The road I had been walking on for such a long way ended here. The man in the cloak pointed upward and I knew there was a mountain right here in front of me and I was meant to climb it, even though I had never climbed a mountain before and wasn’t sure I had the strength.
I turned my back on the man in the cloak and looked up at the mountain. “That’s a big mountain!” I said. “What happens when I get to the top?”
But when I turned around again the man was no longer there. He had disappeared as completely as if he never existed or as if I had just imagined him.
I began climbing. It wasn’t easy because I was weak and tired. I put one foot above the other, and then one hand, and pulled myself up. I tried to concentrate on the step I was taking, or about to take, rather than the distance I had yet to travel.
After much straining and striving upward, I saw the faint light above my head, faraway but somehow attainable. Then I felt a cool breath of air on my face that didn’t have the smell of damp earth or decay. It was the first fresh air I had breathed for as long as I could remember. I began climbing faster, believing I was getting closer, at last, to the thing I had desired.
It took me an eternity to climb Wind Mountain. When I finally got to the top, there was an opening through which I could see blue sky and white clouds. When I emerged from the opening—like being born—the sunlight dazzled me. It might have been the first sunlight I had ever seen. I covered both eyes with my hands. That’s when I knew I had changed and was no longer the same. My hands had become paw-like appendages covered with fur and bearing long claws.
Trying to figure out exactly where I was and what I was, I half-stumbled, half-fell away from the opening through which I had emerged. That’s when I saw a group of five or six figures huddled in a circle about fifty yards away. I drew in my breath and crouched down, hoping they wouldn’t see me. I had the idea I could get away before they knew I was there.
I didn’t know what they were doing at first, but I saw after two or three minutes of close observation that they were ripping shreds of meat off a carcass on the ground and eating them. They had the shape of men but weren’t men. They walked on their hind legs like men but sometimes they dropped down on their hands and feet like dogs. I didn’t know what kind of beings they were, but it didn’t take me long to figure out that they were the same kind I was. My heart was beating so loud I was sure they would be able to hear it and know I was there. They would surely kill me if they saw me.

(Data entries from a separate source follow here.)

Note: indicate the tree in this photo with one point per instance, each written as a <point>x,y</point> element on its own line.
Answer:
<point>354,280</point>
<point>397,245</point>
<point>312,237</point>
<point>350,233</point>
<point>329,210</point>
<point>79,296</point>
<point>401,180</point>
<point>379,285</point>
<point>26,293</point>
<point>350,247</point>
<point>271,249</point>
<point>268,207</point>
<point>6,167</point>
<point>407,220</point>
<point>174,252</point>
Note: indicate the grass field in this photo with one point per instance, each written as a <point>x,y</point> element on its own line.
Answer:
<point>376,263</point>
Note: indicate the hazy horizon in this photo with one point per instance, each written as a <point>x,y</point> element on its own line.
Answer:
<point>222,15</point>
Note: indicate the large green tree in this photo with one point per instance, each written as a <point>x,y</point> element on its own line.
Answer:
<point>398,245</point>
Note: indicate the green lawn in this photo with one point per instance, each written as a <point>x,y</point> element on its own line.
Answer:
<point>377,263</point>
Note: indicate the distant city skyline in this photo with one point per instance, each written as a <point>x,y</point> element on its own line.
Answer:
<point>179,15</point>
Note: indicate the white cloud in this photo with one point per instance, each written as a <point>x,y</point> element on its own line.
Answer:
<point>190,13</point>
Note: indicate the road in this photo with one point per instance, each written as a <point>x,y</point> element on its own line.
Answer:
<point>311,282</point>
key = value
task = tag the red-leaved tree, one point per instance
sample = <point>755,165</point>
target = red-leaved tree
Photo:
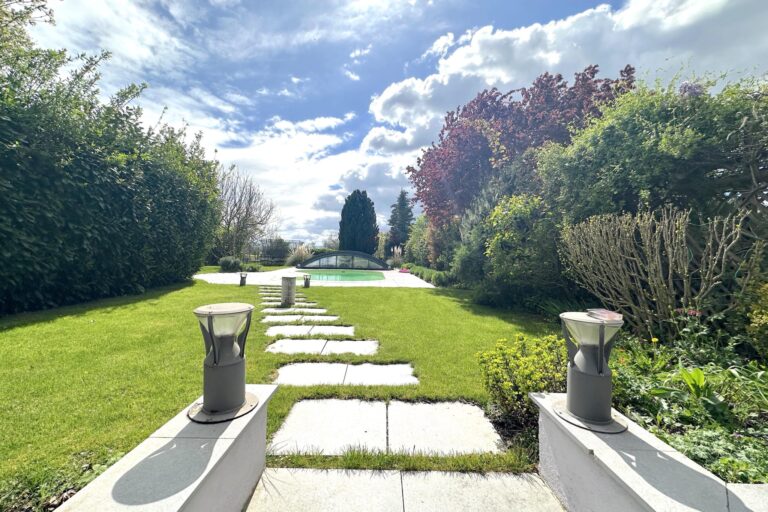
<point>495,127</point>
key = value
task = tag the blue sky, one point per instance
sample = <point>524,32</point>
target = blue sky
<point>316,98</point>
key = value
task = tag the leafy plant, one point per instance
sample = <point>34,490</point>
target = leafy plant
<point>230,264</point>
<point>512,370</point>
<point>298,254</point>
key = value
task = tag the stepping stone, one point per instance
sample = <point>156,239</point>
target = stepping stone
<point>276,319</point>
<point>380,375</point>
<point>310,374</point>
<point>289,346</point>
<point>319,318</point>
<point>440,429</point>
<point>357,347</point>
<point>332,330</point>
<point>289,490</point>
<point>289,330</point>
<point>311,311</point>
<point>332,427</point>
<point>324,347</point>
<point>491,492</point>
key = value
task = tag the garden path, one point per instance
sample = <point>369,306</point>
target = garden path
<point>332,427</point>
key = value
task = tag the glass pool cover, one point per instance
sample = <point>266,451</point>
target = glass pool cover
<point>344,275</point>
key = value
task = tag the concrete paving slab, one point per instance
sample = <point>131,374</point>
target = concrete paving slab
<point>380,375</point>
<point>747,497</point>
<point>335,490</point>
<point>276,319</point>
<point>289,346</point>
<point>319,318</point>
<point>358,347</point>
<point>442,429</point>
<point>332,427</point>
<point>310,374</point>
<point>492,492</point>
<point>332,330</point>
<point>288,311</point>
<point>289,330</point>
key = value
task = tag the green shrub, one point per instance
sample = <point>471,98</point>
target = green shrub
<point>758,323</point>
<point>513,369</point>
<point>230,264</point>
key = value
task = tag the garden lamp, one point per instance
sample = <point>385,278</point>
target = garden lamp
<point>288,291</point>
<point>589,338</point>
<point>225,329</point>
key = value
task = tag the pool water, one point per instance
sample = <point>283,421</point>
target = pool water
<point>344,275</point>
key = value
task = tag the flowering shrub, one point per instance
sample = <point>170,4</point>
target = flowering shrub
<point>512,370</point>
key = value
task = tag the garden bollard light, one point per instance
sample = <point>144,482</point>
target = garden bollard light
<point>225,329</point>
<point>288,291</point>
<point>589,338</point>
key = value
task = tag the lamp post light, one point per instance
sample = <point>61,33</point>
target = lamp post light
<point>589,338</point>
<point>288,291</point>
<point>225,329</point>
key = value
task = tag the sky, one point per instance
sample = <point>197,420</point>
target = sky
<point>316,98</point>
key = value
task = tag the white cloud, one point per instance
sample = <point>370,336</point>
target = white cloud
<point>658,37</point>
<point>360,52</point>
<point>440,47</point>
<point>351,75</point>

I was on the verge of veering around behind them and making my escape when one of the figures stopped eating and raised his nose high in the air. The others noticed what the first one was doing and also stopped eating and sniffed the air. They smelled something they weren’t used to smelling, a danger or a threat. They all turned then and looked at me.
I was going to run, but I knew it was futile. They would outrun me. They would knock me down and kill me, but before I died I would experience the pain of being ripped apart. This violent ending I was about to experience would be my punishment for hanging myself.
I watched them as they came toward me. Some of them were walking like men, while others were on all fours like dogs. I stood up and closed my eyes. I would take it standing up. There was no reason I had to see it, though.
Instead of devouring me or knocking me down where I stood, though, they surrounded me, making a wall around me with their bodies. I opened my eyes but wasn’t able to see their faces because the sun was in my eyes. One of the figures surprised me by holding out a piece of meat to me in his paw. I took hold of it in my paw—it was the size and shape of a heart—and began eating. It was the nourishment I had gone without for so long. After taking a few bites, I licked my lips and asked where I could get a drink of water. My voice sounded strange to my own ears, though. It was a voice I had never heard before.